The fix is the same with one P as with many: use channels, mutexes, or atomics. GOMAXPROCS=1 is a latency-reduction hack for some legacy workloads, not a concurrency-correctness primitive. The race detector knows this; trust it.


Q: How does cgo interact with the scheduler?

A: Entering C marks the G as "in syscall" so the P can be handed off; returning from C reattaches a P (or parks the M if none available). Plus the cgo call itself crosses an ABI boundary that's significantly more expensive than a Go function call.

The mechanics, in order. (1) A cgo call (C.foo()) goes through a compiler-generated stub that calls runtime.cgocall (src/runtime/cgocall.go). (2) cgocall calls entersyscall — same path as a blocking syscall — so the P can be released to another M if the C call blocks. (3) The call switches from the G's stack to the M's g0 system stack (C code expects a "normal" megabyte-sized stack; goroutine stacks are too small). (4) C code runs. (5) On return, exitsyscall reattaches a P (preferably the same one) or parks the M if no P is free, and switches back to the G stack.

Two consequences. Cost: each cgo call is ~100–200 ns of pure overhead on top of whatever C does. For tight loops, this dominates — calling C.malloc a million times is much slower than allocating in Go a million times, not because C is slow but because the boundary is fat. Blocking C: if the C code blocks (a slow getaddrinfo, a synchronous network call in a C library), it pins an M for the duration. Many concurrent blocking cgo calls = many Ms = thread bloat. If the C call does TLS work (errno, pthread_setspecific), you also need LockOSThread to ensure subsequent cgo calls see the same TLS state. The senior-level mental model: cgo is "a syscall plus a function call", priced accordingly.

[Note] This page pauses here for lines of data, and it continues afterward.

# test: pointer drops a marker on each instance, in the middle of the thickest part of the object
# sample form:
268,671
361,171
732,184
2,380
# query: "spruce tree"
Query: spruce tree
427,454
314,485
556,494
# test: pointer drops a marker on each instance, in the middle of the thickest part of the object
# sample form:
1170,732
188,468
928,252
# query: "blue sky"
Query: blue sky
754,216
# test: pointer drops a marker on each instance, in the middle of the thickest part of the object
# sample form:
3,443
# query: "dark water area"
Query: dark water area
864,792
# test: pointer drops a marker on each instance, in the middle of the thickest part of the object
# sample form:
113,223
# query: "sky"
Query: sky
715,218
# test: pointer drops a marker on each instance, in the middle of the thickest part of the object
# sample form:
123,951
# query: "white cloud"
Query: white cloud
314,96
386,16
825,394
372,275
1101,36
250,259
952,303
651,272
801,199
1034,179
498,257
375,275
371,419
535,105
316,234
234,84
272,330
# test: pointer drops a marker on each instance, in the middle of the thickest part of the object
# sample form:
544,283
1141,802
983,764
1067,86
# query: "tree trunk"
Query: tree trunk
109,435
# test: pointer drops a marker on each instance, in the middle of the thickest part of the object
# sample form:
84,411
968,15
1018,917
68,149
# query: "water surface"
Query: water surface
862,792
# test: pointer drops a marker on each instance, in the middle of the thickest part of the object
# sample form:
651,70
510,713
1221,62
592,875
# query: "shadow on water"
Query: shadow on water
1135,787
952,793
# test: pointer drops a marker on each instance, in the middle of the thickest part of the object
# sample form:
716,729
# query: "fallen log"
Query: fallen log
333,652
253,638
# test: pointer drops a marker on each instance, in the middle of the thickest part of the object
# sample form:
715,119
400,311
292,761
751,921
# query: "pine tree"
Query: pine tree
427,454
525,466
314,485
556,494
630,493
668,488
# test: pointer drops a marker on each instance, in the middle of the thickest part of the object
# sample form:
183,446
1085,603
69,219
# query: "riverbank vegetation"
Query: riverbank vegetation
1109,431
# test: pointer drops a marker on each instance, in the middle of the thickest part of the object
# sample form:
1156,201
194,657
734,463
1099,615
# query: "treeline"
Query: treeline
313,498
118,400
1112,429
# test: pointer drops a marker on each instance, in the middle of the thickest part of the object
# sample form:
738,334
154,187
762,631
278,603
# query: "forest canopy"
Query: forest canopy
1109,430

There's also the reverse direction: C code calling back into Go (cgo callback). This is the expensive path — the C thread has to acquire a P (possibly creating an M for it via needm / dropm), switch to a G's stack, run the Go callback, and tear it back down. Each callback is ~1 µs of overhead. The reason: the C thread isn't an M to start with — the runtime has to adopt it temporarily. Workloads that hammer C→Go callbacks (some image decoders, some database drivers) can spend more time in the boundary than in the work itself.


Q: What's the cost of runtime.Gosched — when is it justified?

A: A few hundred nanoseconds of scheduler work (push to global runq, find next G, switch). Justified when you're in a long-running CPU loop where async preemption isn't sufficient — almost always inside //go:nosplit runtime code or very latency-sensitive paths.

Specifically, Gosched costs: marking the G runnable, pushing it to the global runq, calling mcall(gosched_m) to switch to the M's g0, calling schedule() to find the next G, and gogo to it. On modern hardware that's 200–500 ns. Compare to a channel send/receive (~100 ns), a mutex lock/unlock (~20 ns uncontended), and an async preemption interrupt (~5 µs but happens out-of-band, so the running goroutine's wall-clock cost is only the resumed-state savings).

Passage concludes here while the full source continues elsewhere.